U.S. Army researchers have developed ground-breaking technology that will enhance how soldiers and robots communicate and perform tasks in tactical environments.
According to Army researcher Dr. Claire Bonial from the U.S. Army DEVCOM, Army Research Laboratory (ARL), “the research sets out to develop a Natural Language Understanding (NLU) pipeline for robots that can be easily ported over to any computational system or agent and incrementally tames the variation that we see in natural language.”
This means that regardless of how a soldier chooses to express themselves to the robot, the underlying intent of that language is understood and can be acted on, given both the current conversational and environmental or situational context.
To do this, the NLU pipeline first automatically parses the input language into Abstract Meaning Representation (AMR) which captures the basic meaning of the content of the language and then converts and augments it into Dialogue-AMR, which captures additional elements of meaning needed for two-way human robot dialogue, such as what the person is trying to do with the utterance in the conversational context – for example give a command, ask a question, state a fact about the environment, etc.
“This is unique in comparison to other NLU components within dialogue systems, many of which forego any kind of semantic representation in favor of a deep-learning approach,” Bonial said.
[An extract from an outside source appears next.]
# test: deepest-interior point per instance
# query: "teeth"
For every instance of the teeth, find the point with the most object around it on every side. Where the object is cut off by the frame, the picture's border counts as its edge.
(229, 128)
This research was presented at the 14th International Conference on Computational Semantics (IWCS 2021) where it received the Outstanding Paper Award. The paper represents a body of research spanning over a decade for researchers like Bonial.
The research includes work to represent language expressed through semi-idiomatic constructions, most recently extending AMR so that it can better capture two-way dialogue and specifically task-oriented, situated dialogue between people and robots, in an augmented version of the representation called Dialogue-AMR.
Efforts to develop Dialogue-AMR started in 2018 with dialogue expert Dr. David Traum as part of the University Affiliated Research Center previously established between DEVCOM ARL and the Institute for Creative Technologies (ICT) at the University of Southern California.
Dialogue-AMR draws upon ARL and ICT’s Bot Language research collaboration focused on robot dialogue systems, which was initiated by one of the IWCS paper’s co-authors, Dr. Clare Voss, in 2012.
The paper also reports on a critical step in the research trajectory: the researchers’ experiments to robustly and critically evaluate Dialogue-AMR as a computational semantic representation, as well as the NLU pipeline used to automatically obtain the correct Dialogue-AMR representation when given unconstrained natural language input.
The researchers evaluate in two problem domains: first, the domain of human-robot dialogue for collaborative search and navigation tasks, and second the domain of human-human dialogue in the virtual Minecraft gaming environment, where participants are collaboratively building block structures.
The Minecraft dialogue data that made this comparative evaluation possible was obtained from Dr. Martha Palmer of the University of Colorado, Boulder, and Dr. Julia Hockenmaier of the University of Illinois at Urbana-Champaign.
Evaluating in these two domains gets at a key question regarding the utility of such a representation and the NLU pipeline in general.
Bonial questioned how efficiently and with what accuracy the pipeline and representation can be applied in one problem domain, and then transferred and refined to a new problem domain.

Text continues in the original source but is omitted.